True Stories (Mine).

I attended a wedding this weekend. A beautiful wedding to be exact, complete with dancing, overmuch delicious food, mother nature’s offerings (it was in Lake Tahoe) and a lot of serious, goodtime chatting. Below are some of the responses to my issuing a statement along the lines of “I’m getting my MFA in poetry.”

* * *

Look at this setting—the type of scene you write a poem about, eh?

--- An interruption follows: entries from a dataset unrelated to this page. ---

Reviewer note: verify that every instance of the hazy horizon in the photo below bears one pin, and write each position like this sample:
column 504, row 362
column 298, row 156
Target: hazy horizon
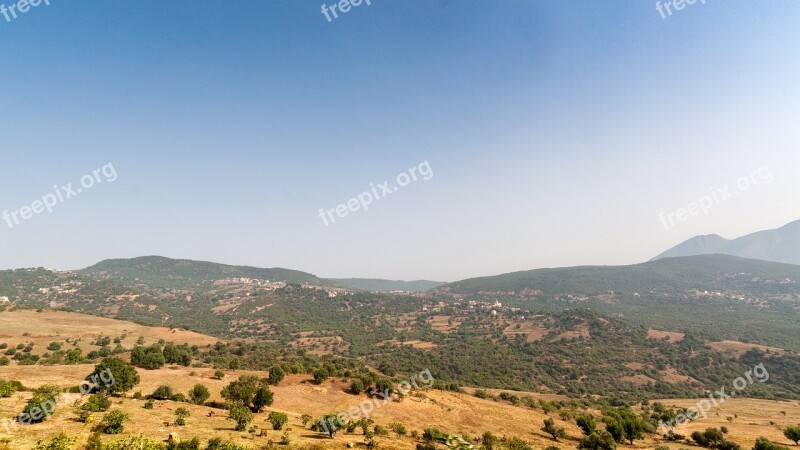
column 554, row 134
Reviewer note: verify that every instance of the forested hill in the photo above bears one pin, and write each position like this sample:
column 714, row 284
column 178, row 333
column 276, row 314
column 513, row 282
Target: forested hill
column 157, row 271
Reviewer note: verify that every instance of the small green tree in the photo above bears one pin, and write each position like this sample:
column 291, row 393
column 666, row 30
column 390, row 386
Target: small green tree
column 551, row 429
column 356, row 386
column 763, row 443
column 278, row 420
column 793, row 434
column 113, row 422
column 123, row 376
column 598, row 441
column 276, row 375
column 163, row 392
column 41, row 405
column 586, row 423
column 240, row 414
column 262, row 398
column 181, row 415
column 60, row 442
column 199, row 394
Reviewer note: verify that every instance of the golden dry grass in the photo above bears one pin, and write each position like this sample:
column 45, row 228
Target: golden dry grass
column 42, row 328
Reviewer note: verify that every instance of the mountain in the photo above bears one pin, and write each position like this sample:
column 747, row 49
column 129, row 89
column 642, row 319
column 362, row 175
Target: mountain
column 704, row 272
column 780, row 245
column 378, row 285
column 157, row 271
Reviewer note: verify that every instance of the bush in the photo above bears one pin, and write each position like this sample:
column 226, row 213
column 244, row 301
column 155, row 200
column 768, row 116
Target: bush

The last time I read a poem was in Sixth Grade. It was my own poem. I wrote it for Emily Eisenberg, and it was called “Beautiful This.” It was about all the things that are beautiful in the world and how she is one of them, and how she should notice all the other beautiful things around her. I wrote it for her so that she’d want to be my girlfriend. She didn’t want to be my girlfriend. I haven’t read or written a poem since.

So after you finish your MFA, what do you want to be?

{{45 second baffled silence accompanied by a sightless stare}}

Poetry! That’s lovely. I have a good friend that’s a poet. He’s actually not a poet; he works for the IRS. He writes poems for…for therapy, I guess.

Let me introduce you to Taylor, and since her mother’s not here, I will have to tell you myself that she was the Poet Laureate of Connecticut. And her father is an amazing athlete, a real runner and he used to be a great tennis player, too. Does he still play, Taylor?

I’m a poet, too. Did you hear my rap at the party?

I took two Creative Writing classes in college. We read each other’s poems out loud and then we talked about them and I’ve never done anything like that again.

I have a friend who got her MFA in Creative Writing! She’s in Zimbabwe now…or is it Ecuador? {Pause.} Anyway, she’s really nice.